Applied Data Science

Choosing the right data set, and sensor technologies, in creating new machine learning algorithms is challenging ¹. There are well-defined intrusion datasets that researchers have assembled, and used in researching novel threat hunting approaches; yet, these data sets are tightly coupled to specific sensor types and biases. If we are to further evolve the application of data science to network security, we should be more discriminatory in the way we look at network sensors.

This post reviews different types of network security devices in terms of bias, fidelity, coverage and locale. It provides a conceptual framework to drive the application of disruptive data science applications in the network security field.

Before we start, lets talk briefly about data science. Data science and machine learning has been applied in the network security domain for many years now ². Yet we are still struggling to make sense of its applications.

How can we leverage sensor bias, fidelity, coverage and locale to move from a reactive defensive posture, and being more proactive? Data science is about understanding data provenances, transforming data into useful perspective to hunt for patterns, extraction of value from the data, and providing useful visualizations and communications of the data.
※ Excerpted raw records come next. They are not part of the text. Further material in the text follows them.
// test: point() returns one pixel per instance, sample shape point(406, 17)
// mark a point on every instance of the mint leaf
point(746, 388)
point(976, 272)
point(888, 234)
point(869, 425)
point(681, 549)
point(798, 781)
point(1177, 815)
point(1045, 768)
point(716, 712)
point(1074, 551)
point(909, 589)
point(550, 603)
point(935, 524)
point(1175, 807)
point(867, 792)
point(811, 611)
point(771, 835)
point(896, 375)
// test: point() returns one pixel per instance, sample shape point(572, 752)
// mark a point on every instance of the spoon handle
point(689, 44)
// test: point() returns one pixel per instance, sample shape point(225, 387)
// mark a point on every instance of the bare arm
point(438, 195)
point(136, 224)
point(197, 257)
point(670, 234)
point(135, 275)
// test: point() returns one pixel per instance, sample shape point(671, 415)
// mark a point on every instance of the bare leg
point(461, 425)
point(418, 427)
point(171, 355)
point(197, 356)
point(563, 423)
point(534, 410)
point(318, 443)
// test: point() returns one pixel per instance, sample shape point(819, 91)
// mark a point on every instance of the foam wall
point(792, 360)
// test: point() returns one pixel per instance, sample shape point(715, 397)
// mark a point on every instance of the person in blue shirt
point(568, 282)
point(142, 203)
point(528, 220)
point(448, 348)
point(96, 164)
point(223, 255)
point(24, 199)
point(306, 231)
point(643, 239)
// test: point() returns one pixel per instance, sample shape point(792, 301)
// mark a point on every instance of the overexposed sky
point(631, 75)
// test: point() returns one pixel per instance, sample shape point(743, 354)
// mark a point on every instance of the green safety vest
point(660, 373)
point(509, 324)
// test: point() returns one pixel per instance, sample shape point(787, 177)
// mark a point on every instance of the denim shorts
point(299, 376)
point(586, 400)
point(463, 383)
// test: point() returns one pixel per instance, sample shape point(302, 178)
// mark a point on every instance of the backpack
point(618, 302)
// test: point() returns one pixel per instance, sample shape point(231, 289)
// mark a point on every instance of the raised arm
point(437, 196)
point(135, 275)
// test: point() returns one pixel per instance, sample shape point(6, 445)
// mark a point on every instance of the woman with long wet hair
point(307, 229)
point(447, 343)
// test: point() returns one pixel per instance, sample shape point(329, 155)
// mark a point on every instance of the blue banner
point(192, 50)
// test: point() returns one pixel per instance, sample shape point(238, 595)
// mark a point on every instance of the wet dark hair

Within this viewpoint underlies a process, a continuum, that includes data acquisition, transformation, analysis, and visualization. Yet, our ability to extract value from the data, knowledge, is limited by the data source, that is, how we observe the world around us, coupled with our ability to extract patterns from that data.

Sensor data fusion in network security defense has been used in a wide variety of ways ³. In developing a fusion model, we should define how the data comes together based on the differing sensor characteristics. Traditionally, fusion data by IP address, and/or time has prove to be effective in make sense of threat behaviors. But, perhaps there are other perspectives that can be brought out from the data sets to improve our understanding of cyber threats and system health.

By collecting and transforming data from other sensor types, say with higher coverage, we can find novel patterns in network traffic, contrasting this by the use of partial coverage associated with managing alerts generated by IDS systems. In using high coverage sensors like flow data, you can provide a completely different understanding of your network. The difference in scale between these two methods is frankly, astonishing. Lets start to define what sensor bias, fidelity, coverage and locale means.

Patterns involving millions of flows, from 100s of thoughts of devices viewed interactively by leveraging flow data. (Taken from a Sonalysts presentation at MIT).

Cyber Threats Undertanding is Complex: First Define our Data Science Objectives, then Choose our Data

Cyber threat intelligence (CTI) represent large data sets used to uncover threat vectors within compromised system, where system compromise may of not of been known for a very long time. CTI open standards have incorporated descriptive relationships, in terms of knowledge graphs, showing how the indicators/observables are related to each other. In this context, threat hunting is a very complex operations that connects multiple data points ⁴.

What comes does come first, sometimes our data science objectives are limited by our data sources. This limitation can corner much of the advancement of new ideas within a domain, like network security. Threat hunting is one of the focuses in network security (make new post!, put diagram of threat, and system behaviors, counterpoint).

The cyber threat, and cyber operations are distributed, decentralized and operate over concurrent and asynchronous time intervals. Cyber operations, being government by a nation state can be executed with multiple teams, working together to gain access to information. These operations can be executed in the same week, or operated over extended cycles digging into our supply chains. Yet, our defensive posture has grown from asking the question, “what is happening now?” based on rules created by known and existing threats. These rules are known as countermeasures. How can we move past this reactive posture?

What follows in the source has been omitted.